Airlines restrict “smart luggage“ over fire risk from batteries
08 December 2017
Leading US airlines have all agreed that the so called 'smart luggage' will need to be dumbed from flights, CNN reported yesterday.
Carriers including American, Delta, and Alaska now ask passengers to remove lithium-based batteries from the bags and carry them on their person before bringing them in the aircraft, citing the risk that the batteries could start a fire that could burn through other luggage.
However, batteries in many smart luggage lines are non-removable.

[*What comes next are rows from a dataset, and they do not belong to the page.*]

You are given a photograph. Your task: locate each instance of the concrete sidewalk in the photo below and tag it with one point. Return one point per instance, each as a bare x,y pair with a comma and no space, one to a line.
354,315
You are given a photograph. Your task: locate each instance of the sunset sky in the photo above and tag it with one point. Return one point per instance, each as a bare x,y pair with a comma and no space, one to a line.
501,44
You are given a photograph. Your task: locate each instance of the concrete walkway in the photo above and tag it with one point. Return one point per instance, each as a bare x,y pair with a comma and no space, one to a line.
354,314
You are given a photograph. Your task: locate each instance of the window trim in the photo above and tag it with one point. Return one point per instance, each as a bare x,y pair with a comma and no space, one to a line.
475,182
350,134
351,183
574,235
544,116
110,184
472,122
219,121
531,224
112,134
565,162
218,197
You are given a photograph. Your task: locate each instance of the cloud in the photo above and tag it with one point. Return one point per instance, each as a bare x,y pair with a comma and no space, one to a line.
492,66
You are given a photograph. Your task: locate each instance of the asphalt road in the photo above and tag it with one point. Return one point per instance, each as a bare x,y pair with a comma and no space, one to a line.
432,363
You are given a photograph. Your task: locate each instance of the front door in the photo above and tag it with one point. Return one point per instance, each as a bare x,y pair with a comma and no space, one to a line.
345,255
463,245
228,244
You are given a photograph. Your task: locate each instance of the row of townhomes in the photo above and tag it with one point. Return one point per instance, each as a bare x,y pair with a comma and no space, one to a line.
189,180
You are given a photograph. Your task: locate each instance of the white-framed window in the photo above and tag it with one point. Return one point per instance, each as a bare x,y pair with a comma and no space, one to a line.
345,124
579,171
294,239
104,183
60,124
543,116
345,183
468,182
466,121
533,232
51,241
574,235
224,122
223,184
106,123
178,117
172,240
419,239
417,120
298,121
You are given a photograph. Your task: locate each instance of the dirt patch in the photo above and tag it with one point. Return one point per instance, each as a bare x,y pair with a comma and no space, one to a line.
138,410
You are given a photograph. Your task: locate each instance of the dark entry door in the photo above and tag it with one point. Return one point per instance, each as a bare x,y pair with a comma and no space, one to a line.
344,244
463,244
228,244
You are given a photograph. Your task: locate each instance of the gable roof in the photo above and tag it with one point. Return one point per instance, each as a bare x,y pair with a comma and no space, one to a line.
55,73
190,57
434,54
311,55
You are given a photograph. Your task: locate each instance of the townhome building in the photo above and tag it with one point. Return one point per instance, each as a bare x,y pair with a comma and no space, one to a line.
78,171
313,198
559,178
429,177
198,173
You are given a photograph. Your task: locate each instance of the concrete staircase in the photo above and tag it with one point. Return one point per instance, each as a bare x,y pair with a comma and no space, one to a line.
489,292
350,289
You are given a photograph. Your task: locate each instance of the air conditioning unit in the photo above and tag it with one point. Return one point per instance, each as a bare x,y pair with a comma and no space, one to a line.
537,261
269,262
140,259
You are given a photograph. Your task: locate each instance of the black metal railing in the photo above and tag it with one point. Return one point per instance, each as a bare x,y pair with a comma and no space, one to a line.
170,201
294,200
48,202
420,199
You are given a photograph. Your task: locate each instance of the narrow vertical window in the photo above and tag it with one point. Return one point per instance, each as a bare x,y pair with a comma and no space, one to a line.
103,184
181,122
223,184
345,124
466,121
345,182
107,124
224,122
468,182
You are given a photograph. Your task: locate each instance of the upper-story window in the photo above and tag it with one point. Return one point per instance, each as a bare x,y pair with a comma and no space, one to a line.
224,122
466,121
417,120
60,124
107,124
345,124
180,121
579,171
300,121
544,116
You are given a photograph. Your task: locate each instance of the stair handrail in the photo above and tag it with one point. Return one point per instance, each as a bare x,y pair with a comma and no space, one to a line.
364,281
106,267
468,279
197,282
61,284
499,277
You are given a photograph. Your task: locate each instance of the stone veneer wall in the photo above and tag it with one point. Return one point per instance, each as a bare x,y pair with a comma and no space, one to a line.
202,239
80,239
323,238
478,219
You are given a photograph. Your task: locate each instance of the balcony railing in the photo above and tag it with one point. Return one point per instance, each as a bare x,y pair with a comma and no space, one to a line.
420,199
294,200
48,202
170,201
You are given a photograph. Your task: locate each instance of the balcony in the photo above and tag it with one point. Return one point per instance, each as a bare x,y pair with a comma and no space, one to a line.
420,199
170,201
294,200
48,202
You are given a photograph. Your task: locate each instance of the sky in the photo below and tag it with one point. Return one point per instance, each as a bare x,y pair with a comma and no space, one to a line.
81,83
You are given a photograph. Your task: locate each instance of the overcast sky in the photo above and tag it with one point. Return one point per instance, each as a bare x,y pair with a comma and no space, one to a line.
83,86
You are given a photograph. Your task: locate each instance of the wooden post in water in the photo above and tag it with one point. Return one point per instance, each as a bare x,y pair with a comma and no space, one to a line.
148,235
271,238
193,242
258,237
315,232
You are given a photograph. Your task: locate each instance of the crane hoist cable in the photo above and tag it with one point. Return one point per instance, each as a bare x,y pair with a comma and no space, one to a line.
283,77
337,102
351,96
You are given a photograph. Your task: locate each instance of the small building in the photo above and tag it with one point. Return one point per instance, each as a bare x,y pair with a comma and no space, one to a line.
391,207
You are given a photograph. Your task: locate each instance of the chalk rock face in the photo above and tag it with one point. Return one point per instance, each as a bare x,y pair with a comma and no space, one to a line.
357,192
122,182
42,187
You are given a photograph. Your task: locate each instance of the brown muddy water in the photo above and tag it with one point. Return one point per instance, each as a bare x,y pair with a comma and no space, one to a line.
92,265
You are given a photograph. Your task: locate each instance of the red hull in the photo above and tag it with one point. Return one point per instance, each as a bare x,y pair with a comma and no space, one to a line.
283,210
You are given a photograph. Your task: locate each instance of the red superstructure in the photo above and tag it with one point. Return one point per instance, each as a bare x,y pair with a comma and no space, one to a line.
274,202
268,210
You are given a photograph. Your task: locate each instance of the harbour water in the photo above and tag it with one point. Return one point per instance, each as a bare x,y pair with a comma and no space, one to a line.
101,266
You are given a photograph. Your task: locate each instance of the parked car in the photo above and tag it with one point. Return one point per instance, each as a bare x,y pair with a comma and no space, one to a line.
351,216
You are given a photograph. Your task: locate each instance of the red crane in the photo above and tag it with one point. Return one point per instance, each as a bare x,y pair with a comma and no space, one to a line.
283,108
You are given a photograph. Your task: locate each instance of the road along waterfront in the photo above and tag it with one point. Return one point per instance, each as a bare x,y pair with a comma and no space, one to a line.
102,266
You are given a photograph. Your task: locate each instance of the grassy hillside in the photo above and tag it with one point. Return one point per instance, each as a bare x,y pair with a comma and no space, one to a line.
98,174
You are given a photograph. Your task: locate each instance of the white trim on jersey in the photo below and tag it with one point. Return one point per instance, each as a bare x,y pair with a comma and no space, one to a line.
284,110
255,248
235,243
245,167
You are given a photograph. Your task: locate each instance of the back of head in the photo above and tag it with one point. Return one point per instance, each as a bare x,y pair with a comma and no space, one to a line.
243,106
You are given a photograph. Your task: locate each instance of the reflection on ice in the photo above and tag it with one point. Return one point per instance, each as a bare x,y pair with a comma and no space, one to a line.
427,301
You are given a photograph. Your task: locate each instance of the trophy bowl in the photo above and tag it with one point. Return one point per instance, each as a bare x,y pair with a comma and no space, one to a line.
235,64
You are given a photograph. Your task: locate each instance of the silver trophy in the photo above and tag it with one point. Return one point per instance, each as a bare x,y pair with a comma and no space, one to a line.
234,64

American Airlines said in a statement to CNN that the batteries ''pose a risk when they are placed in the cargo hold of an aircraft.''
If United, Continental and Southwest Airlines were to also introduce similar smart-luggage policies, which they had indicated would happen, then the smart luggage will be subject to such rules in over 80 per cent of US air traffic.
ccording to CNN, Delta and Alaska's policies will even apply to carry-on bags, and will go into effect on 15 January 2018.

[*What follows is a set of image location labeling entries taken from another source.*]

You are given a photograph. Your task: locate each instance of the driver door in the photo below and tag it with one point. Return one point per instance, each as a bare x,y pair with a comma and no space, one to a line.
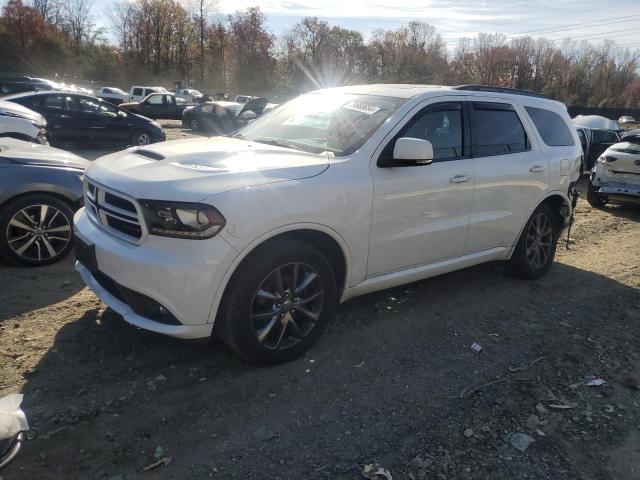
421,212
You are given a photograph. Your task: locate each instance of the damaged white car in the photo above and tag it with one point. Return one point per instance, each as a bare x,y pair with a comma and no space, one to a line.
615,177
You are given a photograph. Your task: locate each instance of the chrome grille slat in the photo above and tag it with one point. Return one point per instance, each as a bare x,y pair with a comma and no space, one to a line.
124,223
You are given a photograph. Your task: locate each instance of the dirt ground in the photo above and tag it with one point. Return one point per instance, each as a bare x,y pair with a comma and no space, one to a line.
393,381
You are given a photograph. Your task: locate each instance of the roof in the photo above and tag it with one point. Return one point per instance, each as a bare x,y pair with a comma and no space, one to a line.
596,121
405,90
15,96
400,90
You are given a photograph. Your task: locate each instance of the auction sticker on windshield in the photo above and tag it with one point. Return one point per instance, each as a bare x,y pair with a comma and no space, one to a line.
362,107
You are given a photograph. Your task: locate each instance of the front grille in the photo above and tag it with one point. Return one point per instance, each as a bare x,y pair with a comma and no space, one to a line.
113,211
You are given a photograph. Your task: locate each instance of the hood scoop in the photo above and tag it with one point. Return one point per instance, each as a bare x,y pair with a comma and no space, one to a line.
150,154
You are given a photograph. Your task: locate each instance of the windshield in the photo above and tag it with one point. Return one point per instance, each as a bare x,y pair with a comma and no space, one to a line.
316,122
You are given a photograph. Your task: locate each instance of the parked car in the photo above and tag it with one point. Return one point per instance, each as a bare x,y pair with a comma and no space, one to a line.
73,118
137,93
615,177
113,95
627,121
11,83
594,141
189,95
40,189
243,98
222,117
157,105
335,194
19,122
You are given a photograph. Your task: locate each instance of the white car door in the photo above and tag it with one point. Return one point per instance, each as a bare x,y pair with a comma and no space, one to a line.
421,212
511,172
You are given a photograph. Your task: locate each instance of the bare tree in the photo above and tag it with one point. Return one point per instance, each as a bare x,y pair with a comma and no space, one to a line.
77,19
203,10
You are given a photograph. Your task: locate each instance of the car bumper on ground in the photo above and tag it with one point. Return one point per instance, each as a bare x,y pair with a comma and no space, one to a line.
175,276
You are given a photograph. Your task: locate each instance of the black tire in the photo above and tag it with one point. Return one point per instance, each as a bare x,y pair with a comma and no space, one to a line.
141,138
525,263
237,327
595,200
53,234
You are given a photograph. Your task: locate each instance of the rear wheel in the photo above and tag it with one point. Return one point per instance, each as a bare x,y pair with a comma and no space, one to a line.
36,229
595,200
536,247
278,303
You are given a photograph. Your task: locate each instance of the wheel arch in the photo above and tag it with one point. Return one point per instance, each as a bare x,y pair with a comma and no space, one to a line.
61,194
558,202
325,239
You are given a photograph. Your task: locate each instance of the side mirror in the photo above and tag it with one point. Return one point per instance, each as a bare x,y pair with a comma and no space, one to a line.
413,150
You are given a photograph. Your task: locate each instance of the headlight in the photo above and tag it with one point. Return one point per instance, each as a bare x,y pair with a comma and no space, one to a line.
182,220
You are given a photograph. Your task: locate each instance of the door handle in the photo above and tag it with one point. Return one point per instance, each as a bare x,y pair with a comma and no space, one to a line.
460,179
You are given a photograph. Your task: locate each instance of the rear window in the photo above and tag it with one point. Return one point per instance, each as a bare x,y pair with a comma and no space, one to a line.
604,136
496,129
551,127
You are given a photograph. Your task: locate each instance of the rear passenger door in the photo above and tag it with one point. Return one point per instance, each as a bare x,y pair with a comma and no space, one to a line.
511,173
63,125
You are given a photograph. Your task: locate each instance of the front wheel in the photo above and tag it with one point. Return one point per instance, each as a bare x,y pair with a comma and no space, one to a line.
278,303
36,229
536,247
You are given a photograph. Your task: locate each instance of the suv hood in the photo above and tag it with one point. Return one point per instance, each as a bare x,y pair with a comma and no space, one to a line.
622,162
26,153
194,169
11,109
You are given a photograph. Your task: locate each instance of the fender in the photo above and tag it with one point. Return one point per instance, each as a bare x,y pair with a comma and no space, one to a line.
551,193
213,311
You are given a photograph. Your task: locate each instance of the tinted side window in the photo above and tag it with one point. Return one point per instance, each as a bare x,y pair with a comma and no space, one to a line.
551,127
155,100
30,102
442,128
604,136
496,129
57,103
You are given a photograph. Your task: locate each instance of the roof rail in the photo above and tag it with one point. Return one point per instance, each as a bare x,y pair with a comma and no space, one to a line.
511,91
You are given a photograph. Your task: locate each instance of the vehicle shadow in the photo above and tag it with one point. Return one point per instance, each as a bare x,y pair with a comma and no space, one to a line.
30,288
106,395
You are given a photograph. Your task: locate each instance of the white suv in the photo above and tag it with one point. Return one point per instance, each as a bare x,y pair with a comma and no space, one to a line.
337,193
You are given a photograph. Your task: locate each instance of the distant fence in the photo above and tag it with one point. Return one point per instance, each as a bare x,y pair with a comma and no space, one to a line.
610,113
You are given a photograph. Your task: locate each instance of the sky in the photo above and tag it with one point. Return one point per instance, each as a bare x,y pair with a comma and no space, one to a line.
579,19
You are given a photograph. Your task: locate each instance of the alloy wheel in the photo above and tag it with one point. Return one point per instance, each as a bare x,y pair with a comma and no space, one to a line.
38,232
286,306
539,241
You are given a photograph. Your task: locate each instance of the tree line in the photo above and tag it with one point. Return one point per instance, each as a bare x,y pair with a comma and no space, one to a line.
169,42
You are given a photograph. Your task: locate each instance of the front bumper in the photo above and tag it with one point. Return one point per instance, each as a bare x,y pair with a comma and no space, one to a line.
181,275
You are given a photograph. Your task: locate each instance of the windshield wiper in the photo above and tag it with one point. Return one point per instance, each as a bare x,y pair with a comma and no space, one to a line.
275,142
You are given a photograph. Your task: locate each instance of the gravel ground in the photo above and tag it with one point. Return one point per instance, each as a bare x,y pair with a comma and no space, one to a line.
393,381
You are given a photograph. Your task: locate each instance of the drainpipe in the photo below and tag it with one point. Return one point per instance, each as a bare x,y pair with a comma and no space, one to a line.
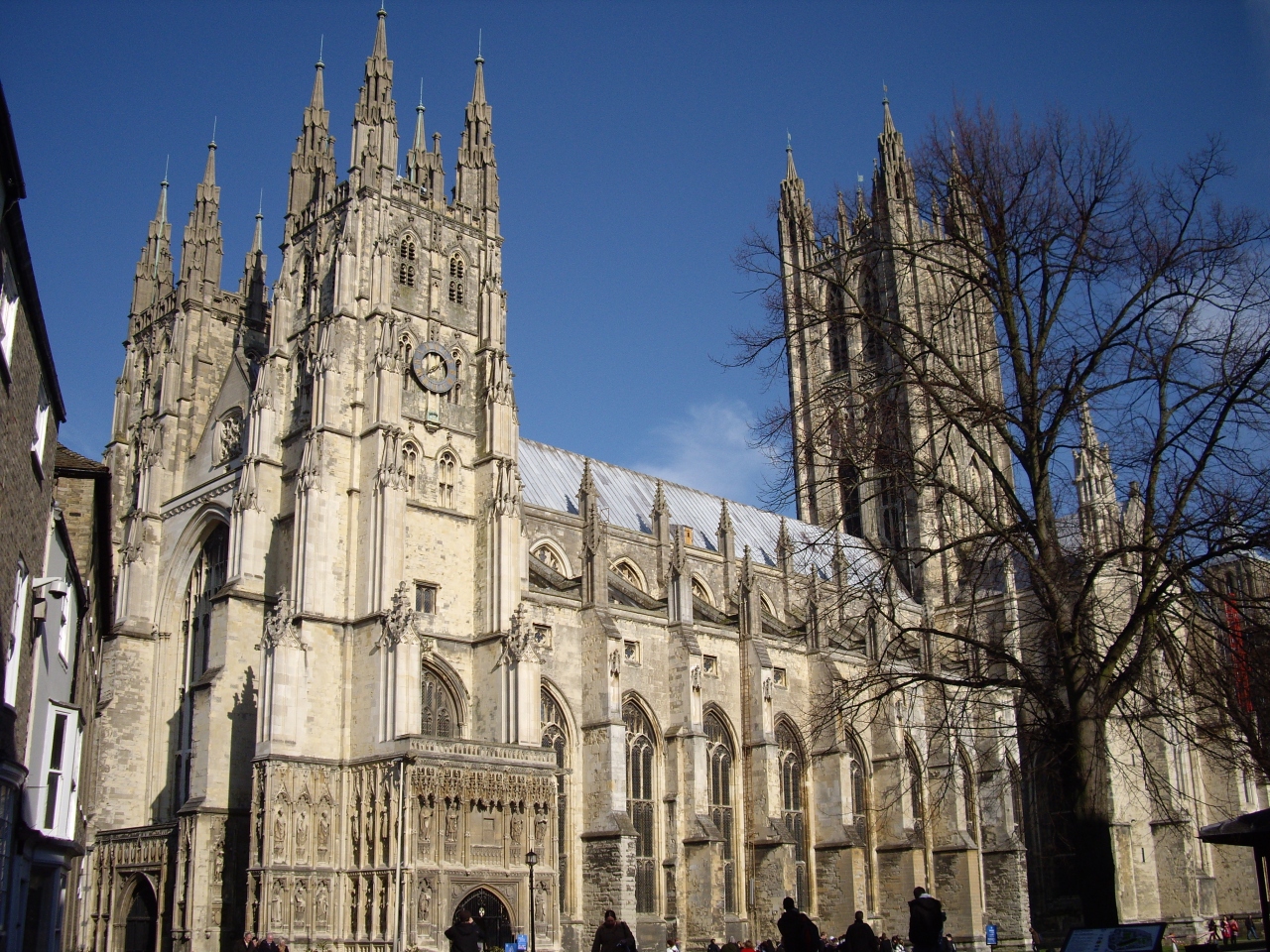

Smart luggage comes with a number of features, which usually include USB ports for recharging mobile devices, electronic locks, or alarms, and sometimes Bluetooth, GPS tracking, or internal weight scales. A few models come with motors to double-function as scooters or just to help customers lug them around airports.
"Beginning Jan 15, customers who travel with a smart bag must be able to remove the battery in case the bag has to be checked at any point in the customer's journey. If the battery cannot be removed, the bag will not be allowed," American said in a statement on Friday.
According to American's policy, if the bag is carry-on size, passengers can take the luggage onboard, as long as the battery can be removed if needed. In case passengers need to check the bag, the battery must be removed and carried onboard, but bags with non-removable battery, cannot be checked or carried on.
The Washington Post quoted an FAA spokesman as saying that the airlines' policies are "consistent with our guidance that lithium-ion batteries should not be carried in the cargo hold."